Here's a complete example of a pipeline that first multiplies every element by a factor, then adds a constant:
import io.computenode.cyfra.core.{GBufferRegion, GExecution, GProgram}
import io.computenode.cyfra.core.layout.Layout
import io.computenode.cyfra.dsl.{*, given}
import io.computenode.cyfra.runtime.VkCyfraRuntime
case class MulParams(factor: Float32) extends GStruct[MulParams]
case class AddParams(addend: Float32) extends GStruct[AddParams]
case class MulLayout(input: GBuffer[Float32], output: GBuffer[Float32], params: GUniform[MulParams]) extends Layout
case class AddLayout(input: GBuffer[Float32], output: GBuffer[Float32], params: GUniform[AddParams]) extends Layout
case class MulAddLayout(
input: GBuffer[Float32],
multiplied: GBuffer[Float32],
output: GBuffer[Float32],
mulParams: GUniform[MulParams],
addParams: GUniform[AddParams]
) extends Layout
@main def pipelineExample(): Unit =
given runtime: VkCyfraRuntime = VkCyfraRuntime()
val mulProgram: GProgram[Int, MulLayout] = GProgram.static[Int, MulLayout](
layout = size => MulLayout(
input = GBuffer[Float32](size),
output = GBuffer[Float32](size),
params = GUniform[MulParams]()
),
dispatchSize = size => size
) { layout =>
val idx = GIO.invocationId
GIO.when(idx < 256) {
val value = GIO.read(layout.input, idx)
val factor = layout.params.read.factor
GIO.write(layout.output, idx, value * factor)
}
}
val addProgram: GProgram[Int, AddLayout] = GProgram.static[Int, AddLayout](
layout = size => AddLayout(
input = GBuffer[Float32](size),
output = GBuffer[Float32](size),
params = GUniform[AddParams]()
),
dispatchSize = size => size
) { layout =>
val idx = GIO.invocationId
GIO.when(idx < 256) {
val value = GIO.read(layout.input, idx)
val addend = layout.params.read.addend
GIO.write(layout.output, idx, value + addend)
}
}
// Compose into a pipeline: multiply then add
val mulAddPipeline: GExecution[Int, MulAddLayout, MulAddLayout] =
GExecution[Int, MulAddLayout]()
.addProgram(mulProgram)(
size => size,
layout => MulLayout(layout.input, layout.multiplied, layout.mulParams)
)
.addProgram(addProgram)(
size => size,
layout => AddLayout(layout.multiplied, layout.output, layout.addParams)
)
val size = 256
val inputData = (0 until size).map(_.toFloat).toArray
val results = Array.ofDim[Float](size)
GBufferRegion
.allocate[MulAddLayout]
.map { layout =>
mulAddPipeline.execute(size, layout)
}
.runUnsafe(
init = MulAddLayout(
input = GBuffer(inputData),
multiplied = GBuffer[Float32](size),
output = GBuffer[Float32](size),
mulParams = GUniform(MulParams(3.0f)),
addParams = GUniform(AddParams(100.0f))
),
onDone = layout => layout.output.readArray(results)
)
println("Pipeline: input -> multiply by 3 -> add 100")
println(s"Input: ${inputData.take(5).mkString(", ")}...")
println(s"Output: ${results.take(5).mkString(", ")}...")
// Output: 100.0, 103.0, 106.0, 109.0, 112.0...
runtime.close()
Each addProgram call specifies how to map the pipeline's parameters to the program's parameters, and how to extract the program's layout from the pipeline's layout.

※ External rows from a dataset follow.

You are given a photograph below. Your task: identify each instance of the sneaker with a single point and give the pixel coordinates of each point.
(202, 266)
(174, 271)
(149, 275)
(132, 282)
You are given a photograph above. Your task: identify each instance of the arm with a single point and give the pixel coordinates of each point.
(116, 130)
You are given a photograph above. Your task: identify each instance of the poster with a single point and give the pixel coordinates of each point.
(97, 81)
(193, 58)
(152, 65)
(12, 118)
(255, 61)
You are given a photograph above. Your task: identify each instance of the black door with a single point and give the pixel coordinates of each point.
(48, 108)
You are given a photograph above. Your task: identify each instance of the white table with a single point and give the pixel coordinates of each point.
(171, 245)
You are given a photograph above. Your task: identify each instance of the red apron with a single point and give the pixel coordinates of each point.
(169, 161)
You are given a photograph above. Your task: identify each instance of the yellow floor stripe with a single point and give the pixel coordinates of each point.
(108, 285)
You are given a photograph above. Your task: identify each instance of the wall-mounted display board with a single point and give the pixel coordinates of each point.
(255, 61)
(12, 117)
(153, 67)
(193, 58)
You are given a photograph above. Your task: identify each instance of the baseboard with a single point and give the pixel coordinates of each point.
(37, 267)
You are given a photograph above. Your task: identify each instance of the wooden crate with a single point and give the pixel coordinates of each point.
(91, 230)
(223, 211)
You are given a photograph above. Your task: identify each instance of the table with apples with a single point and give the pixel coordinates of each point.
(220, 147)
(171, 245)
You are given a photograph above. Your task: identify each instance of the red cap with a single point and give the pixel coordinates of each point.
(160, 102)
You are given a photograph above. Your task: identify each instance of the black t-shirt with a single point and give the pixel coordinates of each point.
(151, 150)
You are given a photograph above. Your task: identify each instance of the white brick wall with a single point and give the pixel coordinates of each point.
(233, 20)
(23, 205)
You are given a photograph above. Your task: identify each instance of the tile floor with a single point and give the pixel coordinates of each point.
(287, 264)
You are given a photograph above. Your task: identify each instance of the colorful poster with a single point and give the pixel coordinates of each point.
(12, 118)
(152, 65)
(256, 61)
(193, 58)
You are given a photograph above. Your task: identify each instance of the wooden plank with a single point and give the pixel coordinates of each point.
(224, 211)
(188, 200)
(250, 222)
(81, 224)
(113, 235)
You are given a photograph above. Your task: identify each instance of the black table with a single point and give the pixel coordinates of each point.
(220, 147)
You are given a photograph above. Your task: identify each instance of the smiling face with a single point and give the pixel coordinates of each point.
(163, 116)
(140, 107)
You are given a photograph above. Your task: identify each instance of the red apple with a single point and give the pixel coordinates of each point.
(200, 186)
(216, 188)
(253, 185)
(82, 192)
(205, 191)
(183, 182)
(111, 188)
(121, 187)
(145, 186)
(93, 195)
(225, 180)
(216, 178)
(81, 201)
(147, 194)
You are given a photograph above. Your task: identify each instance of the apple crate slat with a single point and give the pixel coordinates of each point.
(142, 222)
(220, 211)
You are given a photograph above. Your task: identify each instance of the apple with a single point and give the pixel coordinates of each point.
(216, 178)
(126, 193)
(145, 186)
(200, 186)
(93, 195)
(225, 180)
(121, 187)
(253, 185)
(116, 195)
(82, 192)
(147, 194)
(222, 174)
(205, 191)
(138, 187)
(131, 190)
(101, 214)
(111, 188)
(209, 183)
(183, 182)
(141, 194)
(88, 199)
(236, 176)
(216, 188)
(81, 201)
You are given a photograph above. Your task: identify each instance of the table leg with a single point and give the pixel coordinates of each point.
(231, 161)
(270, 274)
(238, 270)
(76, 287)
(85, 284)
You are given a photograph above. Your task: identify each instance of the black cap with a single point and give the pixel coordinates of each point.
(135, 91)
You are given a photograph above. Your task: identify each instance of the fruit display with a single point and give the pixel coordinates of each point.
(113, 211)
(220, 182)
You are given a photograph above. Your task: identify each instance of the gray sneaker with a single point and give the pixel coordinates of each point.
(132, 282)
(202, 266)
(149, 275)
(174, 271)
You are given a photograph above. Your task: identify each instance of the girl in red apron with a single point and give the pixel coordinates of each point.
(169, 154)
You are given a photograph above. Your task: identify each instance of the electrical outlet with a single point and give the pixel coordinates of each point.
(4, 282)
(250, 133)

The multiply program writes to multiplied, which the add program then reads from. The intermediate buffer never leaves the GPU.
When to Use GProgram vs GFunction
GFunction is the right choice when you have a straightforward array transformation and want minimal boilerplate. It handles buffer management, dispatch configuration, and data transfer automatically.
GProgram becomes necessary when you need:
- Multiple passes over data without CPU round-trips
- Complex buffer layouts with multiple inputs and outputs
- Fine control over workgroup sizes and dispatch dimensions
- Integration with existing SPIR-V shaders
The two approaches complement each other. In fact, GFunction is implemented on top of GProgram internally, adding convenience at the cost of flexibility.